SAP-archive / HANAVora-Extensions

Spark extensions for business contexts
Apache License 2.0
36 stars 18 forks source link

SapSQLContext fails with DataFrame created through Cassandra #9

Open ramnivas opened 8 years ago

ramnivas commented 8 years ago

If I create a DataFrame through SapSQLContext and invoke an SQL that performs a join, it fails with a serialization exception. However, an identical code works fine with the plain SQLContext.

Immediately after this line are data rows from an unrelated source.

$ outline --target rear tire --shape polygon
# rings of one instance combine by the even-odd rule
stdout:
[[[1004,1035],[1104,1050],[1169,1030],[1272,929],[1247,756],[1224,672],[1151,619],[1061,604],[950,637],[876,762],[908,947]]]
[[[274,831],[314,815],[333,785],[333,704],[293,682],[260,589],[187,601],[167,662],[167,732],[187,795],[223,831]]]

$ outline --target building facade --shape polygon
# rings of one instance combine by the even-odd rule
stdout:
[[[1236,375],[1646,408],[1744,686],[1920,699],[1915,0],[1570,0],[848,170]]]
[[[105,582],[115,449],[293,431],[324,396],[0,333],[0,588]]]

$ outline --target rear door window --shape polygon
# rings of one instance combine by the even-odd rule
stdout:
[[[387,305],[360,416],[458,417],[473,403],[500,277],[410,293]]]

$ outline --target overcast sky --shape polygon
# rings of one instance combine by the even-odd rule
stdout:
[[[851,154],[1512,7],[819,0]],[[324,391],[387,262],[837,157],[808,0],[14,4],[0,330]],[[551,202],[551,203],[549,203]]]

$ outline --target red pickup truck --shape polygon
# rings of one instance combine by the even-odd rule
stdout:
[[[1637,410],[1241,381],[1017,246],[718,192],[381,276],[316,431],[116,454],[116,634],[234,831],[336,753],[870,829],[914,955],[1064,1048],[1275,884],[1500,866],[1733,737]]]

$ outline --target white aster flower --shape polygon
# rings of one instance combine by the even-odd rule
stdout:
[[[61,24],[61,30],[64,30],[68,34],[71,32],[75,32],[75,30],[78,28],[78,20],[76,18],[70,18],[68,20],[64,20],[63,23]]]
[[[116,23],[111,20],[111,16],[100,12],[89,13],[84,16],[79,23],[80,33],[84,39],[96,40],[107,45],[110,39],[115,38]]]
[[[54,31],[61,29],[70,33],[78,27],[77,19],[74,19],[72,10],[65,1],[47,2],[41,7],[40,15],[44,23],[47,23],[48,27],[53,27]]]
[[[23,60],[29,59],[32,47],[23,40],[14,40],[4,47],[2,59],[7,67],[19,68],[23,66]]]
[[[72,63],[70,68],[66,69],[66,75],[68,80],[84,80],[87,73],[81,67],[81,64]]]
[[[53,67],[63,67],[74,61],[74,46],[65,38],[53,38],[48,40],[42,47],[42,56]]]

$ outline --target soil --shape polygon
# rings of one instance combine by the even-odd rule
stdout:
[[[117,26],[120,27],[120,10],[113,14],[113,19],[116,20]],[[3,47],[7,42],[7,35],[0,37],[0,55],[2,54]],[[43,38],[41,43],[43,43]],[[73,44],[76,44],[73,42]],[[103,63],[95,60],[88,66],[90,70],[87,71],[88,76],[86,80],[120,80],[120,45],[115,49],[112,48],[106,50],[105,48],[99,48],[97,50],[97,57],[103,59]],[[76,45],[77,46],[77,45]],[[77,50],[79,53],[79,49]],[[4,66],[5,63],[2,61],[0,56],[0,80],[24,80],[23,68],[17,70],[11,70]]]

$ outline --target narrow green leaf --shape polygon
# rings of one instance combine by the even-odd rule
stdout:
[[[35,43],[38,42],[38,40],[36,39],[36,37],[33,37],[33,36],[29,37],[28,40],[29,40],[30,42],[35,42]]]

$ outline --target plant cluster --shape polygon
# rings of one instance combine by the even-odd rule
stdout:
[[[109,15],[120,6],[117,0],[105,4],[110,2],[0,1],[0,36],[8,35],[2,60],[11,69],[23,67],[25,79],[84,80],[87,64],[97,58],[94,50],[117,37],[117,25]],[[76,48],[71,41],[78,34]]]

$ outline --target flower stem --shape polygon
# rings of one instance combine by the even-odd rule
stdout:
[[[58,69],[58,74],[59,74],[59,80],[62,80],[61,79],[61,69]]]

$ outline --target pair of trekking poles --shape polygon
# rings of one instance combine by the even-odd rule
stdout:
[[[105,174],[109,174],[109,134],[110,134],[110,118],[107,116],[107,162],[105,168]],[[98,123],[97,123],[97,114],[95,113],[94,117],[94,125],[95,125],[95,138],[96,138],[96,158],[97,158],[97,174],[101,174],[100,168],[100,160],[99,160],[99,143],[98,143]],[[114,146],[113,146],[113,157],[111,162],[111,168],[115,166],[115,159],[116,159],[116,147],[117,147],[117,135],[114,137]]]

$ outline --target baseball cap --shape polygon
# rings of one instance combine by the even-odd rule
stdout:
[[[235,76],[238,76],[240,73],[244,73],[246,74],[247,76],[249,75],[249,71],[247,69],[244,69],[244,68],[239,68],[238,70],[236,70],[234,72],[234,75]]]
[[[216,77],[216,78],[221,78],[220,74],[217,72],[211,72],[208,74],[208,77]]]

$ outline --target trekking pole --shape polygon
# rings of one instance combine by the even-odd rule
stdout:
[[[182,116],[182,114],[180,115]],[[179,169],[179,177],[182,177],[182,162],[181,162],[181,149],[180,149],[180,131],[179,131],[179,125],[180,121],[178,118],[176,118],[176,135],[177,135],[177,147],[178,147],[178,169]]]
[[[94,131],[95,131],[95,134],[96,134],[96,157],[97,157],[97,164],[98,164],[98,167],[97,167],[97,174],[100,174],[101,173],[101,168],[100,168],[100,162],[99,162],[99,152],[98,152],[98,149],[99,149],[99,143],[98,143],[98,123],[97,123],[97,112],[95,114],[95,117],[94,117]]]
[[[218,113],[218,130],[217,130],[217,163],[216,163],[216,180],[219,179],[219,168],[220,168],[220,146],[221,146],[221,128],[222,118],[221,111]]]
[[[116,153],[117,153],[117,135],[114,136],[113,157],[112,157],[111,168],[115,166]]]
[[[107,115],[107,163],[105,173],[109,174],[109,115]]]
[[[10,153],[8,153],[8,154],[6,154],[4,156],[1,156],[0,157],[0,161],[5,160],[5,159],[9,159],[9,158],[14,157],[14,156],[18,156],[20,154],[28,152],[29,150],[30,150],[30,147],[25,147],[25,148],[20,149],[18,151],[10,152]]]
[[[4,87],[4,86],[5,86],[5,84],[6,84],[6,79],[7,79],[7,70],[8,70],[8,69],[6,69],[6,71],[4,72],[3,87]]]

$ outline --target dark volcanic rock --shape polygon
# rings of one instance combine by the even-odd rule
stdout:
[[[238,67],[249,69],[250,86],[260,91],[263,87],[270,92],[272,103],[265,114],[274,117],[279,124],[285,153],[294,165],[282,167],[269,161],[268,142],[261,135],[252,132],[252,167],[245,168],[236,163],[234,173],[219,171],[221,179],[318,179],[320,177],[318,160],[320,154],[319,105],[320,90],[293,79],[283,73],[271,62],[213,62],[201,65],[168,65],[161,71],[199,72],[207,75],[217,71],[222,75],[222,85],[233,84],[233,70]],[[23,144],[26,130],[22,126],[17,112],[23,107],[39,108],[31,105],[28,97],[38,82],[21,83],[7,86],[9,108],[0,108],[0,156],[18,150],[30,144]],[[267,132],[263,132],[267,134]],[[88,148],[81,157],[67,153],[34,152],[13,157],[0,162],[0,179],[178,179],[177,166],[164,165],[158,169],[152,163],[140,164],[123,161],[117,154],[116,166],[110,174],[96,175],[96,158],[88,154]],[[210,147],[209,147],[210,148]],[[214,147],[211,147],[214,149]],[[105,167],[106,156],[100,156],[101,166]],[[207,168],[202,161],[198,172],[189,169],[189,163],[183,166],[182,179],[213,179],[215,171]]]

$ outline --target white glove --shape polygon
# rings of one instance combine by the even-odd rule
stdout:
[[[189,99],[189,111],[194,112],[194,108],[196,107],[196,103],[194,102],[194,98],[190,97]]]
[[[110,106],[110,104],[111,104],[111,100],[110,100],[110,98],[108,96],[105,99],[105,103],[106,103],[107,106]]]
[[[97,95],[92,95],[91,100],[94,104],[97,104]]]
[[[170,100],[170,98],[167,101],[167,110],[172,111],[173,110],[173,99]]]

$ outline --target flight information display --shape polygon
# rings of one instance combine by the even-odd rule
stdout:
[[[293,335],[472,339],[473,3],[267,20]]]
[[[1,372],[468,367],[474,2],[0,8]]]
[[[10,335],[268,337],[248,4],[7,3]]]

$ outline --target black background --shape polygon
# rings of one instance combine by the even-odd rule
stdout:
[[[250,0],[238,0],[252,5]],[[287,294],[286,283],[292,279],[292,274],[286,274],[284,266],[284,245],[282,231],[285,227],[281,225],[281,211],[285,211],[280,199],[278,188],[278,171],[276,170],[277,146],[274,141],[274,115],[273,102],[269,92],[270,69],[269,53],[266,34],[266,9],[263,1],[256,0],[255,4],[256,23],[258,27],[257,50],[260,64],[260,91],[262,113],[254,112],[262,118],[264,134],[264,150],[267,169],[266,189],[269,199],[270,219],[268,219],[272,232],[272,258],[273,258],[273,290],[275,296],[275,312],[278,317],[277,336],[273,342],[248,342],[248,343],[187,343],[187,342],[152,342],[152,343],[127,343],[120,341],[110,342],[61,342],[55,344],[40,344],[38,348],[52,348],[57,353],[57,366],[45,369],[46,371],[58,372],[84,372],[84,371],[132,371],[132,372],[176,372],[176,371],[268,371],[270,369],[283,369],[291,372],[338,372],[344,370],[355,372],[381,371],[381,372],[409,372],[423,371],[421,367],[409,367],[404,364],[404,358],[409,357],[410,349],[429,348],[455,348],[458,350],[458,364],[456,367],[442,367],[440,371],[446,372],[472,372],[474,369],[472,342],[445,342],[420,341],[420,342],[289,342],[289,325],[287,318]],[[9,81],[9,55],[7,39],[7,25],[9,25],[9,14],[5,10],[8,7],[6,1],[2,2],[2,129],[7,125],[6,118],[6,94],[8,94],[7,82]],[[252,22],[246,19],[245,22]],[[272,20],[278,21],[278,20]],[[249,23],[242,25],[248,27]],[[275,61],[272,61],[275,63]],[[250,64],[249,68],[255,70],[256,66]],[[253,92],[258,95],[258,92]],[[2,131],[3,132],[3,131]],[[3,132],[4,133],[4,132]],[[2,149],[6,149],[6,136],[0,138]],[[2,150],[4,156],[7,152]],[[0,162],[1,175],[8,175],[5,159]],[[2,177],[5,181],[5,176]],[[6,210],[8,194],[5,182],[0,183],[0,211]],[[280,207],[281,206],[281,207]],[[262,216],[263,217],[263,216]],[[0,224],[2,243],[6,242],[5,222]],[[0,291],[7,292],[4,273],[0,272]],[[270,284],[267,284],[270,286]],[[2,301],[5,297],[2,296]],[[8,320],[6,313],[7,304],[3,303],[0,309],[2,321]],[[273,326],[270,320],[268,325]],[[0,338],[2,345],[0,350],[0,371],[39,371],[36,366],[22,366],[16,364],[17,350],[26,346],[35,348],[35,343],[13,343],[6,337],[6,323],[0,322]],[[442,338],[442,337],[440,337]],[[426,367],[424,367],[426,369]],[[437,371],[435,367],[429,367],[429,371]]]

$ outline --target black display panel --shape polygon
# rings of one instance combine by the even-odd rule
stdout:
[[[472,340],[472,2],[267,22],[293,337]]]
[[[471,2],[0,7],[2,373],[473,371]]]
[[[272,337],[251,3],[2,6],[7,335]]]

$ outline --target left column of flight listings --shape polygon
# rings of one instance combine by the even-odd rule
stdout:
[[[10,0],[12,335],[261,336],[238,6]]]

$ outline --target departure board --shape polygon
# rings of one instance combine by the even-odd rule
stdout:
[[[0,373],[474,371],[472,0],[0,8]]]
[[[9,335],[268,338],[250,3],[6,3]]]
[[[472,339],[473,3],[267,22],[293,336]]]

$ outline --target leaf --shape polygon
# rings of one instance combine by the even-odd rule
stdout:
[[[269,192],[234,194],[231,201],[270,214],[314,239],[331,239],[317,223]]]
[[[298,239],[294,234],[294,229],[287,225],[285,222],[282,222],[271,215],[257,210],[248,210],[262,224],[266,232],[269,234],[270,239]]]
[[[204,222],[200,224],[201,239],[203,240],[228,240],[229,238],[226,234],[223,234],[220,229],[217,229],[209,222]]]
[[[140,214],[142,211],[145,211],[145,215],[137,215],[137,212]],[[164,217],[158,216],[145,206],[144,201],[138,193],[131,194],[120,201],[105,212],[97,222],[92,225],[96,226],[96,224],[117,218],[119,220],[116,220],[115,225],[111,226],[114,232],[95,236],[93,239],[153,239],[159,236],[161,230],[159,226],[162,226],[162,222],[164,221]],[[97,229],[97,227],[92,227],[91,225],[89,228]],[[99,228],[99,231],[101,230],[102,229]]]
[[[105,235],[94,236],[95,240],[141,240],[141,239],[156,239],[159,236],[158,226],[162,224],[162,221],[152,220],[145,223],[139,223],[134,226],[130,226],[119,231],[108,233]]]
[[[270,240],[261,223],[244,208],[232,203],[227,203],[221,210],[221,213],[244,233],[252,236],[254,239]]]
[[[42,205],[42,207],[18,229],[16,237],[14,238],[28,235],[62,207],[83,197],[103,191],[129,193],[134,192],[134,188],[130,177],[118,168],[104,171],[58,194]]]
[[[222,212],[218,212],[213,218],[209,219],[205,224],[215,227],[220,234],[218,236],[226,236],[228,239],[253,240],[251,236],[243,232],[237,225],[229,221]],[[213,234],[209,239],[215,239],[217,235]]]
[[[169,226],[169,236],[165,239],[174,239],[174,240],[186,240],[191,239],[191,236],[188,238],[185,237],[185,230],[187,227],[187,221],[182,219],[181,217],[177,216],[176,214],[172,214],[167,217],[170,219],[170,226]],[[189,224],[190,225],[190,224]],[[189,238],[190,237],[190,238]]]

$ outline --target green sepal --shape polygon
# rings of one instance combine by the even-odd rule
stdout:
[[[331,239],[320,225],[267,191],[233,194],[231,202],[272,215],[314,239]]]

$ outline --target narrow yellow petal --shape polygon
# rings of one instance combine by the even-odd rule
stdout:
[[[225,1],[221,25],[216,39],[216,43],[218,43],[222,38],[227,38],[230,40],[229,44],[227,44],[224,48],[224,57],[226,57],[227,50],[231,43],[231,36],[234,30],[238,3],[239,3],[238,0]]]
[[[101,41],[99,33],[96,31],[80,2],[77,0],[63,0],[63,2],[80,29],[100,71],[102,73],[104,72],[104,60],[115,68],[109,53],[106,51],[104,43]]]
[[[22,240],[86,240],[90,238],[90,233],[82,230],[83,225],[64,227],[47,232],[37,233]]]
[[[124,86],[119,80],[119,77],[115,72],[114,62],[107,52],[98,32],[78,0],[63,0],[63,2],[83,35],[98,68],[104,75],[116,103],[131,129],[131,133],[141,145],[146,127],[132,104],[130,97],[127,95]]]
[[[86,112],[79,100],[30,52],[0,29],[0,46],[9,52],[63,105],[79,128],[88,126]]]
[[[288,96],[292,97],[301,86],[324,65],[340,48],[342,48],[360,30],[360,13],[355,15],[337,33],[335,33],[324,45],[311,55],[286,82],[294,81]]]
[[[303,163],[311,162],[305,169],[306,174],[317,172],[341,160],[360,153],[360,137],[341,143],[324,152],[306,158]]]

Here is a minimized code to reproduce (I am using a self-join to keep things simple):

bin/spark-shell --conf spark.cassandra.conneost=127.0.0.1 \
                --packages datastax:spark-cassandra-connector:1.6.1-s_2.10 \
                --jars ~/.m2/repository/com/sap/spark/core/1.3.79/core-1.3.79.jar
import org.apache.spark.sql._

val sqlc = new SapSQLContext(sc)

val df = sqlc.read.format("org.apache.spark.sql.cassandra").
         options(Map("table" -> "employee", "keyspace" -> "organization")).load()
df.show()

df.registerTempTable("employee")

val bugDf = sqlc.sql("select * from employee report, employee manager")
bugDf.show()

Results in long stack trace, but the gist of it is the following line:

java.io.NotSerializableException for org.apache.spark.sql.cassandra.CassandraSourceRelation 

If you replace the line

val sqlc = new SapSQLContext(sc)

with

val sqlc = new SQLContext(sc)

it all works fine. It also works fine if I don't have any joins.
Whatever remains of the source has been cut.